Severe malaria is defined by the WHO as malaria parasitemia (usually 5% or higher of circulating red blood cells infected), plus one of the following: prostration (inability to sit up without help), impaired consciousness, respiratory distress or pulmonary edema, seizures, vascular collapse, abnormal bleeding, jaundice, hemoglobinuria, or severe anemia (hemoglobin <50 g/1 or hematocrit <15%).
Mortality from severe malarial disease can exceed 20%, even with optimal management. Individuals with cerebral malaria present with altered consciousness, focal neurologic findings, and seizures, and mortality in these cases can reach 25%; survivors often have residual neurologic deficits.
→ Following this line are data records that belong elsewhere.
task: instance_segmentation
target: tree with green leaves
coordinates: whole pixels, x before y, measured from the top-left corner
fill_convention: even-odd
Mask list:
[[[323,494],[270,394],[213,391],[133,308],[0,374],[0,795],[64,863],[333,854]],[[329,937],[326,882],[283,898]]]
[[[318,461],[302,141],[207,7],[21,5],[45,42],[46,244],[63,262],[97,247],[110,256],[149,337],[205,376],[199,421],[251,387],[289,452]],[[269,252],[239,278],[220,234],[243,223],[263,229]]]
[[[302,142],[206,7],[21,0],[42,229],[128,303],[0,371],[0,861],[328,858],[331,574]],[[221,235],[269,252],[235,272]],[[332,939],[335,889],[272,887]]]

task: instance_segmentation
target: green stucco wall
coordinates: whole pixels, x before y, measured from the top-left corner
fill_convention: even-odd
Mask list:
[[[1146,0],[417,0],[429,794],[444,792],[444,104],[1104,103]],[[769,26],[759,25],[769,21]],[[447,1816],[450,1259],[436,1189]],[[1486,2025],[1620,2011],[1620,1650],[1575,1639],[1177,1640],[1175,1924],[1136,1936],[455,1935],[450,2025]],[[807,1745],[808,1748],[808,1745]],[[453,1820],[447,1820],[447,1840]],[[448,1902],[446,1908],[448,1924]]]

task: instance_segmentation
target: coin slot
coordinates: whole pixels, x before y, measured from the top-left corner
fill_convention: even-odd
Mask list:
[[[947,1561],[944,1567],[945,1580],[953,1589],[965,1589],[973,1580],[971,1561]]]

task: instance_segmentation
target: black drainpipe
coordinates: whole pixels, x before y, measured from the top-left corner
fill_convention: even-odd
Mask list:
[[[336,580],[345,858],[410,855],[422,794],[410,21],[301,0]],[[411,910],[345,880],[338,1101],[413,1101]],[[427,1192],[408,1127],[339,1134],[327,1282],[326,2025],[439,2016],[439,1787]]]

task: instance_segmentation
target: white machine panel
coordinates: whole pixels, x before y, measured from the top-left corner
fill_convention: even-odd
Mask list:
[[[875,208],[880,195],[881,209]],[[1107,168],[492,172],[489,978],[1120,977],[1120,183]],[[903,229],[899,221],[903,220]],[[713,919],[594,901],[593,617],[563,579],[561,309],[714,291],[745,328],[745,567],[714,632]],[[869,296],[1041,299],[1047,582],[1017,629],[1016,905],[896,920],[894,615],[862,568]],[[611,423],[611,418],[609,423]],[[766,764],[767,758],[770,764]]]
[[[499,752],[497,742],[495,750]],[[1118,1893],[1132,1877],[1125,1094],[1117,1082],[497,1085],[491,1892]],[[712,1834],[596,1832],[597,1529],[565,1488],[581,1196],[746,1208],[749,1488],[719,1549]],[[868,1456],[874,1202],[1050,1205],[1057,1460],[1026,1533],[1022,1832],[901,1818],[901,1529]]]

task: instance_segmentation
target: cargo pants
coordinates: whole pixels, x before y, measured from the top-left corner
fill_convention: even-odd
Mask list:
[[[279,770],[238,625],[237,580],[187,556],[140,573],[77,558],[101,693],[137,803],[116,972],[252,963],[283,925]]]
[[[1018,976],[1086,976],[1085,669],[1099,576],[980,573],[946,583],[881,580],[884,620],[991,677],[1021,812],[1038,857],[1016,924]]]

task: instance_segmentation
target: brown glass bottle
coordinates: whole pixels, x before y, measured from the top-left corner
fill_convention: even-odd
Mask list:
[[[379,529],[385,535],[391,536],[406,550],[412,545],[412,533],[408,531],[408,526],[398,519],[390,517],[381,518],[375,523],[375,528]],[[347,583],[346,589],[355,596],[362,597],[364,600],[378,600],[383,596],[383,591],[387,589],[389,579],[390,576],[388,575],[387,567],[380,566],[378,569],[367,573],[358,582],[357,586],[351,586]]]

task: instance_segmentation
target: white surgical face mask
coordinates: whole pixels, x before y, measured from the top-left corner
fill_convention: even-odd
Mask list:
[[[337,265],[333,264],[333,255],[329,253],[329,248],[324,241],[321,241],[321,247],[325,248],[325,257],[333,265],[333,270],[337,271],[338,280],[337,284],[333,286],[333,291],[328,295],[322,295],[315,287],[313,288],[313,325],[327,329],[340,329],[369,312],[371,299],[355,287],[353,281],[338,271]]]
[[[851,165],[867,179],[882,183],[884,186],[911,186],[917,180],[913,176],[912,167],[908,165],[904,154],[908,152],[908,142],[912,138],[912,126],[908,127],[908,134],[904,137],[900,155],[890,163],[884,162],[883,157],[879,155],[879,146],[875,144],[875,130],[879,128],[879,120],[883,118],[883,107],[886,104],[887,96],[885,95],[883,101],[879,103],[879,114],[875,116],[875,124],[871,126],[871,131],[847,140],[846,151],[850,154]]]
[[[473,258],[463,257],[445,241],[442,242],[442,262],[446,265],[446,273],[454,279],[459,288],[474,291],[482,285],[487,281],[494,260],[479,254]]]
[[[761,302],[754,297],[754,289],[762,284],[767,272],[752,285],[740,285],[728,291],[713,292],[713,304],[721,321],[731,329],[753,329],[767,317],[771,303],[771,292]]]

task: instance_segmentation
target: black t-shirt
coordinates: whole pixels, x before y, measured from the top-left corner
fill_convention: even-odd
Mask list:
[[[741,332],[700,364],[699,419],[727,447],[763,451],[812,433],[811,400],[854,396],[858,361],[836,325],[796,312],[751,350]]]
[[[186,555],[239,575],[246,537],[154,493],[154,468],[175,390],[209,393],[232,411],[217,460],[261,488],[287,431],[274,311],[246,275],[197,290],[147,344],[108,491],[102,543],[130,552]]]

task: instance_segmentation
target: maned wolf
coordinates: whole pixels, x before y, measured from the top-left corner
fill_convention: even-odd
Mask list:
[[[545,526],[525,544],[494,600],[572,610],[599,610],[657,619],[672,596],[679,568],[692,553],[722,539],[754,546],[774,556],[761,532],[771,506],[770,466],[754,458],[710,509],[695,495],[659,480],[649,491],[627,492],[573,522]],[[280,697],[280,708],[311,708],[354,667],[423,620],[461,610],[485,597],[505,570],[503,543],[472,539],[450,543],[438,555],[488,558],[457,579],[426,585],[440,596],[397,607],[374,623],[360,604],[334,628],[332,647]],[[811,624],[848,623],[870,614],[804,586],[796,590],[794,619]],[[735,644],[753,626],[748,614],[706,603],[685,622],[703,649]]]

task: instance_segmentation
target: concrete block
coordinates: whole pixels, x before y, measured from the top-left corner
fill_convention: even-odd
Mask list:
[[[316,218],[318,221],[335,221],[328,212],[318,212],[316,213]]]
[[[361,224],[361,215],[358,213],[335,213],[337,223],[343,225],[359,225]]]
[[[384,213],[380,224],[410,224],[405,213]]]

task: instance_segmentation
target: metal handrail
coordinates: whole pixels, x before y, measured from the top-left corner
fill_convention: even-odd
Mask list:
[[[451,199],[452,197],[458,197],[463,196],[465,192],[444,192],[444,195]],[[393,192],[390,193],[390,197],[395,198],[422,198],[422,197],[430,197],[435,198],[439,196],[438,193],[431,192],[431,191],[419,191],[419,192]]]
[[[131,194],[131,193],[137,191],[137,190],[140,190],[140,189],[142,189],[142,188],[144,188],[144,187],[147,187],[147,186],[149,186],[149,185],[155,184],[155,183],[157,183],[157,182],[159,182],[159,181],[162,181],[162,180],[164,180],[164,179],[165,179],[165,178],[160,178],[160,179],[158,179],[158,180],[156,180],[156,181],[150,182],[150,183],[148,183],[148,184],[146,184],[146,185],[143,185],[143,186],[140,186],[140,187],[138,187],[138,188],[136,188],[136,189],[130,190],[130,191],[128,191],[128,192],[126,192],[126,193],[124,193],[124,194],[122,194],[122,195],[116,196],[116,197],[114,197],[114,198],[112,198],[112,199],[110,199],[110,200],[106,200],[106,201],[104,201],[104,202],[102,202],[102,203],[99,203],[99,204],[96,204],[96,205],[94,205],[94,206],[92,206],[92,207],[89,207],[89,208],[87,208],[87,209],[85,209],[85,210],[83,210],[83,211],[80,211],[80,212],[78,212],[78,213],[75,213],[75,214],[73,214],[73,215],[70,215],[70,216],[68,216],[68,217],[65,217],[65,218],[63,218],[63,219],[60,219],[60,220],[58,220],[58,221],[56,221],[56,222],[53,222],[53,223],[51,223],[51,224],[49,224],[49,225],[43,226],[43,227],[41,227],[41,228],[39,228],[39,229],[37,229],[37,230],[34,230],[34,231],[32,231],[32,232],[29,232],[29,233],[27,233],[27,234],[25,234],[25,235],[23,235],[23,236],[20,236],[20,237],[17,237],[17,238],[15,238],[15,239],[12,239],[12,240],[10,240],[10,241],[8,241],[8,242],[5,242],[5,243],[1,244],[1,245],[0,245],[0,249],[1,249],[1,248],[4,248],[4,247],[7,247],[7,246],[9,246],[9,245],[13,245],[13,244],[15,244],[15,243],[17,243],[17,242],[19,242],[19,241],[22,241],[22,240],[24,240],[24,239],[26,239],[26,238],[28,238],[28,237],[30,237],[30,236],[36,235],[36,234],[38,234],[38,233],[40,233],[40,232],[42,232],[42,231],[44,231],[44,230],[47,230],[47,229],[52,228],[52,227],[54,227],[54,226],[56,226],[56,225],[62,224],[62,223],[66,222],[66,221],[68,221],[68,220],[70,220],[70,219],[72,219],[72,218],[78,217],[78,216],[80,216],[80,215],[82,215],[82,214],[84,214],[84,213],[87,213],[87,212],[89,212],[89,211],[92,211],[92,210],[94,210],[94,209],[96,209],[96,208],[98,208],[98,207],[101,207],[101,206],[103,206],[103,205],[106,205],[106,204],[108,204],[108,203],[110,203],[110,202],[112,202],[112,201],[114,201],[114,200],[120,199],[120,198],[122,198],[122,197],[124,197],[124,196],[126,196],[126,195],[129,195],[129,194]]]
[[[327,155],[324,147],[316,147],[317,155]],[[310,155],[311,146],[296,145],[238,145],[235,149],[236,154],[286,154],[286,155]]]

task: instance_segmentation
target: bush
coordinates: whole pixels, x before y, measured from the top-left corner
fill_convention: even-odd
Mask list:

Malaria caused by P. vivax and P. ovale can make children very ill, but these infections rarely cause death in the absence of other disease (Fig. 5.7). Complications that are seen frequently include hepatosplenomegaly (Fig. 5.8), anemia, or late relapse (from liver hypnozoites). P. ovale infection may resolve without treatment. P. malariae infection can remain asymptomatic for much longer than P. falciparum or P. vivax infections, but can cause nephrotic syndrome.

Anemia and thrombocytopenia are common in clinically symptomatic malaria. On presentation, the leukocyte count is usually normal or low. Liver function tests may be abnormal, with elevated transaminases and bilirubin. Electrolyte abnormalities including hyponatremia (especially with cerebral malaria) and elevated creatinine may be seen. Hypoglycemia is rare on presentation, but with severe disease and/or therapy with quinine, it may represent a grave complication. Metabolic acidosis is seen with severe disease.